Originally settled by the Lenape people, before being colonized by the Dutch and then the British, Governors Island played a strategic role during the Revolutionary War and became one of the longest continually operated military bases in the United States.
Technically part of the borough of Manhattan, the island—a popular summer day-trip destination for Big Apple denizens—is home to a National Monument of New York (administered by the National Park Service) and features on numerous New York Harbor cruise itineraries. You can also catch a bird’s-eye glimpse of the island during helicopter tours.
Things to Know Before You Go
Governors Island is car-free, but bikes offer an accessible way to explore the island’s miles of trails.
Leading contemporary artist Rachel Whiteread has a permanent installation on the island—Cabin—located on Discovery Hill.
Free, ranger-led tours are available for both Fort Jay and Castle Williams.
The island has two food courts—Liggett Terrace Food Court and King Avenue Food Court—although visitors are also welcome to bring alcohol-free picnic supplies.

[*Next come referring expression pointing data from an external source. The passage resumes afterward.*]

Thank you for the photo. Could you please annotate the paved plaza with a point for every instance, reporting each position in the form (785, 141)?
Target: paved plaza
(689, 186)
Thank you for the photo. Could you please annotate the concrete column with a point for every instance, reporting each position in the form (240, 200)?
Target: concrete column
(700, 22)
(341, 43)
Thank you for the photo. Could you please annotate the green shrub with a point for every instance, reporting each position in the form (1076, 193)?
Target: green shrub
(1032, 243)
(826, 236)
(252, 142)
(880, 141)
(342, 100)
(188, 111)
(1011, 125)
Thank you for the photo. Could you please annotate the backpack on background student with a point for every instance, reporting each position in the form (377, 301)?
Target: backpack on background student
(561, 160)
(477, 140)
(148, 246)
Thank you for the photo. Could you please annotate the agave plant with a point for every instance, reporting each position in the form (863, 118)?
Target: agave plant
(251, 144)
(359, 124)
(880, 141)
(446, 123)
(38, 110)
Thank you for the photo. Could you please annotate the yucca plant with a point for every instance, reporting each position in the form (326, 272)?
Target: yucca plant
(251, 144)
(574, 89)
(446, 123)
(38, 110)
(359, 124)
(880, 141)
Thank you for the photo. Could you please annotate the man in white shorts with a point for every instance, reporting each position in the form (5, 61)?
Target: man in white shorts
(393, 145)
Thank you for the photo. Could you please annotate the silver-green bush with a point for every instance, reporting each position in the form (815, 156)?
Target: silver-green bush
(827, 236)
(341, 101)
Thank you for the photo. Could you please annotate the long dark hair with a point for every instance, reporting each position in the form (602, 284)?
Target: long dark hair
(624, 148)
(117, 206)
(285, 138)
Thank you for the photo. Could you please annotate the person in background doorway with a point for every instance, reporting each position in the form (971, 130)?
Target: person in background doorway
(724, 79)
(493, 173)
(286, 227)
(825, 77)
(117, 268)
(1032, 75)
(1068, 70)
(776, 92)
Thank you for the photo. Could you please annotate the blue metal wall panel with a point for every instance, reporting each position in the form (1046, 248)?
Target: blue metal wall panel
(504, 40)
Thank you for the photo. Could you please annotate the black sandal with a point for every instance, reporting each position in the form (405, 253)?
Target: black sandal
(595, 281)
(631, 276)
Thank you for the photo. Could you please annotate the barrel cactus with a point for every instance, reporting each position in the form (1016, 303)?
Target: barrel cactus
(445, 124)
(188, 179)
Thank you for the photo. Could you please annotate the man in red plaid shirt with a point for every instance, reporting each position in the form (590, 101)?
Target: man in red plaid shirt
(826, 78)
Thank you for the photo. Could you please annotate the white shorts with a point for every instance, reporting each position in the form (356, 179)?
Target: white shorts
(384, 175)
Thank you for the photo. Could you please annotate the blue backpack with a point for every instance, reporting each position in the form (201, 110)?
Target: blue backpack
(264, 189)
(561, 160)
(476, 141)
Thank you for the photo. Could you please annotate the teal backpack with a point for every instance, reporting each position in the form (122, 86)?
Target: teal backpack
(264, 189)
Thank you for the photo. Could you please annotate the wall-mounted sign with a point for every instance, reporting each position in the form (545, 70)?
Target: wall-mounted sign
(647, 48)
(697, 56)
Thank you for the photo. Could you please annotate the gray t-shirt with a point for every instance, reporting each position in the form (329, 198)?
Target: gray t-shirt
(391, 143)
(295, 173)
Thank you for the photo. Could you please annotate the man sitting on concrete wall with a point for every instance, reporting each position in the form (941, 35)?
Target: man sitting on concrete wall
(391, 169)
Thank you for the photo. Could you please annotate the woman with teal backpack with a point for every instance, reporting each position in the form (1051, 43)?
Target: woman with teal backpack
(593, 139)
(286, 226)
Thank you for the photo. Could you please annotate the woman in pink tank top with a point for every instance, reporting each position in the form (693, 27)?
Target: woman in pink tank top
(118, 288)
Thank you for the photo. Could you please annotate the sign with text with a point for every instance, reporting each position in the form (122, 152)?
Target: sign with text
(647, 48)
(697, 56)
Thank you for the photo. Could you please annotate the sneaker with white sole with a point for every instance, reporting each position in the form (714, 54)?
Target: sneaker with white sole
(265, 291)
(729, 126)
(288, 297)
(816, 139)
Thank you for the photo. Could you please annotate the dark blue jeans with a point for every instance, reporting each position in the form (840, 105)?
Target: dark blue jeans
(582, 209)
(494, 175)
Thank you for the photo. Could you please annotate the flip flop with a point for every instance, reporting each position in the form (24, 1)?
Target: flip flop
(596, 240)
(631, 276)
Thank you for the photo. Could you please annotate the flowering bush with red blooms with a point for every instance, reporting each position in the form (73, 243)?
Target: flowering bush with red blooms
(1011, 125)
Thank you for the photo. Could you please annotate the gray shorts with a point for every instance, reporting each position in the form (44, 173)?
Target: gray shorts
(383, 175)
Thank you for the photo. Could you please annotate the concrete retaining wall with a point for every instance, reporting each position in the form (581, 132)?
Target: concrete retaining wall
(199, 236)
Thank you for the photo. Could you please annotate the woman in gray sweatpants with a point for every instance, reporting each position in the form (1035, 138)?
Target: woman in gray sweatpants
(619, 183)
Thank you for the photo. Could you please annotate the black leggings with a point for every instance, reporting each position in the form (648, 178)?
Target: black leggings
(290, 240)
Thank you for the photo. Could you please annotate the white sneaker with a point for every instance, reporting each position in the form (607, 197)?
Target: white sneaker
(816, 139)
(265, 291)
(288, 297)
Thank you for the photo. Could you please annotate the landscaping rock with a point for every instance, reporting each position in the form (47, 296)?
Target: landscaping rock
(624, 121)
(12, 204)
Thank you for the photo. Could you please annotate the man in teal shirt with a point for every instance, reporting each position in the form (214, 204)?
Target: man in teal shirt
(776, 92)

Governors Island, including Fort Jay and Castle Williams, are accessible for wheelchair users.
How to Get There
In season, daily ferries to Governors Island depart from Manhattan’s South Street Seaport; weekend ferries also depart regularly from Brooklyn’s Pier 6. Tickets can be purchased for a small fee from booths near the piers. All ferries are wheelchair-accessible and are free to ride on weekends before 12pm.
When to Get There
Governors Island is open to the public from May 1 to October 31 each year. It hosts a number of popular arts and recreational events, including the Jazz Age Lawn Party (a summertime event that invites participants to dress up in 1920s outfits and dance along to live jazz) and the New York City Poetry Festival (held on the last weekend of July).
Other New York Islands
You might not think of island-hopping in New York, but the state has lots of offshore appeal. Check out Rock Island, home to a historic lighthouse; go camping on popular Wellesley Island; visit Singer Castle on the ominously named Dark Island; or learn about US immigration history on well-known Ellis Island.